This probably is not a shock to anyone who has read the blog lately but I am a big fan of running Star Wars in movie-sized chunks. I don't run it as a sandbox. I don't run it completely open-ended. Unlike a lot of other RPG's I really think a Star Wars game feels truest to the spirit of the movies when it's run with a definite plot with some definite end conditions.
- It may be a classic quest: We need to find something or someone and deliver that to a particular place, possibly by a particular time.
- It may be a classic supervillian type plot: bad people are planning bad things that are bad for a lot of people, including the PC's. Discover it, react to it, then stop it are the traditional parts of the campaign.

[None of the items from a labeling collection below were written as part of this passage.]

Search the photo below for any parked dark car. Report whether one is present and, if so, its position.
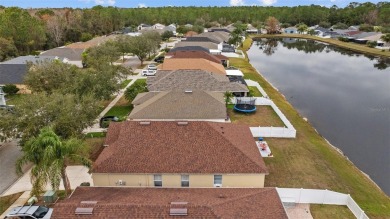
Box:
[154,56,165,63]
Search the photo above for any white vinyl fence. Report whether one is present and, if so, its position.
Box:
[276,188,368,219]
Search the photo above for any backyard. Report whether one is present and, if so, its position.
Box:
[230,39,390,218]
[228,105,284,127]
[248,86,263,97]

- It may be a war story: gather a group of specialists and then undertake a dangerous mission for one side in a war.
Any of those basic frameworks is a great setup for a movie style limited campaign. Add in other elements to taste - greed, personal loyalty, combat prowess, political entanglements, or even discovering more about the Force - and you can build exactly the kind of game you want to run and your players want to play.
The long term connectivity payoff is allowing characters from prior "movies" to appear in later runs. You don't have to have the same group of characters or players, but bringing in just one PC ties this story to that other story and pretty soon you're weaving tales of a connected universe, not just one party.

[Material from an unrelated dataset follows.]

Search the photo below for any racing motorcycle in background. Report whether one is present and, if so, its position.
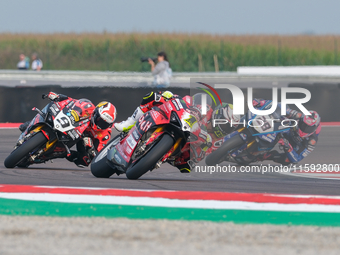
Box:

- Supers - you can run a good superhero tale in ten episodes or less. Here's one example of such a game.
- Shadowrun - a classic "shadowrun", including the setup for the run and the inevitable complications and betrayals that follow, are easily covered in ten sessions or less.
- Dungeon Crawl Classics - pick a 0-level adventure. Run it. Pick a 1st level adventure. Run it. Continue. You will see an incredibly enjoyable progression from pitchfork-wielding nobodies into wizards and warriors of notable power over the course of these games.
The big difference for me in most of these limited campaigns is that they benefit immensely from being planned from the beginning as a limited campaign. I like a sandbox campaign just fine and some games (Traveller springs to mind) just flat-out work better in that mode. Others though, feel like they were written for exactly this kind of scenario (a fixed number of sessions) and the games listed above are my top choices.